Isoflurane Versus Combination Of Propofol With Isoflurane For Removal Of Laryngeal Mask Airway In Children

The study will be done in paediatric patients by comparing two different techniques of Laryngeal Mask Airway (LMA) removal under deep anesthetic plane.

The both study techniques will be compared for safe LMA removal on the basis of adverse airway events and emergence time duration and recovery room stay timing.

Study Overview

Detailed Description

  • Study will be start after confirming the approval of institutional ethical review committee and after fulfilling the study inclusion criteria. The detailed study protocol will be explain to the parent/guardian and written & informed consent will be taking on his/her will.
  • Inclusion Criteria

    • Age between 2 to 10 years,
    • American Society of Anaesthesiologists (ASA) physical status I & II,
    • Patient is not contraindicated to Laryngeal Mask Airway insertion,
    • Elective below umbilical general surgical procedures
    • patient is planned for general anesthesia with spontaneous breathing.
  • Fifty patients will participate in both study groups.
  • All patients will be premedicated with oral midazolam 0.3mg/kg, 45 to 60 minutes prior to induction.
  • After arrival of patients in operating room, routine anesthesia monitoring will be applied and baseline blood pressure, heart rate, respiratory rate and oxygen saturation will be recorded.
  • Patient will be induced with anesthetic induction inhalational agent (sleeping drug) sevoflurane 8% with oxygen by pediatric anesthesia circle system. The sevoflurane concentration will be adjusted to 3% to 4% once the adequate depth of anesthesia achieved, as evident by jaw relaxation and tolerance of an oral airway.
  • The LMA will be placed after the insertion of intravenous line.
  • The LMA size will be determined as per manufacturer's recommendation; which suggest 1.5 LMA size for 5-10 kg, size 2 for 10-20 kg and size 2.5 for 20-30 kg.
  • The anesthesia will be maintained with isoflurane in 60% nitrous oxide and 40% oxygen. Patients will be ventilated by spontaneous mode by 'Mapleson F anesthesia circuit' and for above 25 Kg patient, the circle system will be used.
  • Caudal analgesia was standardised in both study groups.
  • Prior to LMA removal in group-I, isoflurane MAC awake (MAC less than 0.5) will be achieved in expiratory gases with 60% nitrous oxide and 40% oxygen. Propofol 1 mg/Kg will be combined with Isoflurane MAC awake and LMA will be removed after 20 seconds of propofol administration in group-I.

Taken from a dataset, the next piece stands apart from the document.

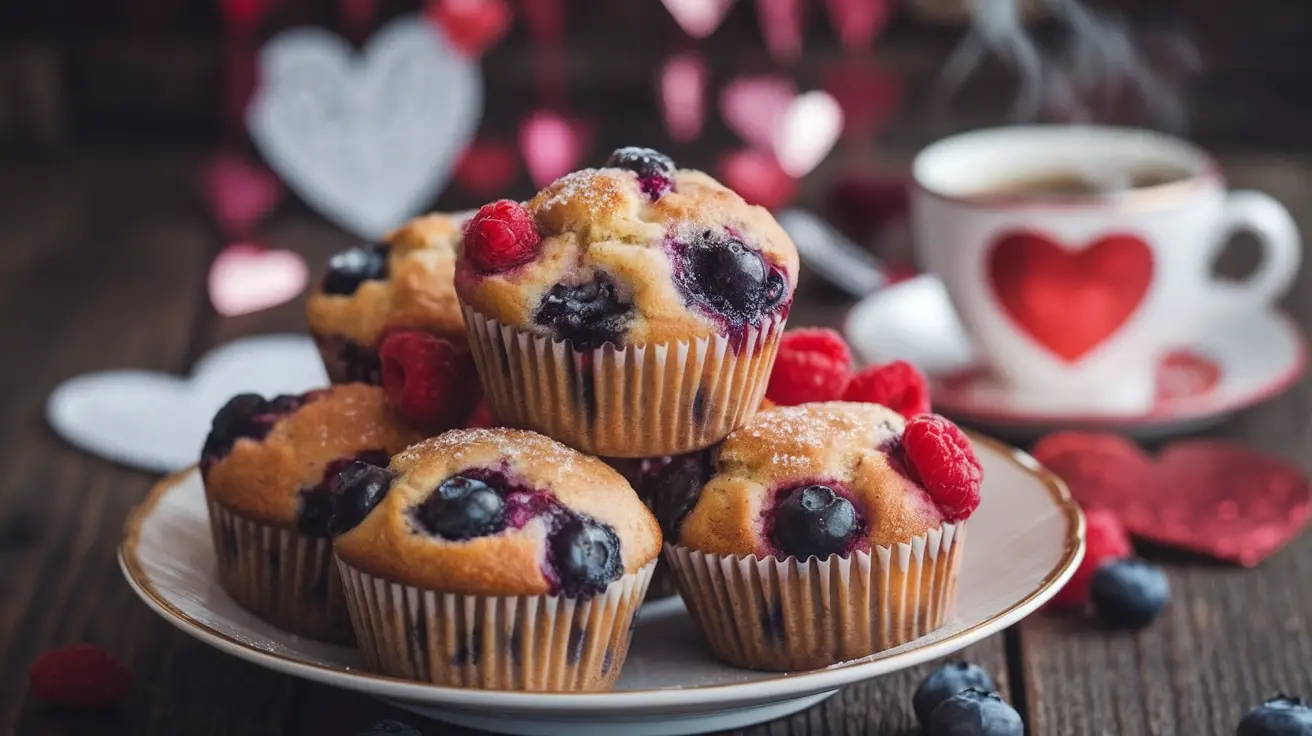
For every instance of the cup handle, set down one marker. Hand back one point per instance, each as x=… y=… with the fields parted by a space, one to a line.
x=1282 y=251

The group-II LMA will removed at end expiratory isoflurane MAC of 1.2% with 60% nitrous oxide and 40% oxygen. In both groups; LMA will be removed with inflated cuff, throat was suctioned and patients were turned into lateral recovery position.

Isoflurane and nitrous oxide were turned off and 100% oxygen supplemented till the patient had regained consciousness. All participants were transported to Post Anesthesia Care Unit (PACU) once ensured airway patency and peripheral oxygen saturation (Sp02) greater than 93% on room air. Children were allowed to wake up effortlessly in PACU at oxygen 5 litters/minutes via Hudson mask.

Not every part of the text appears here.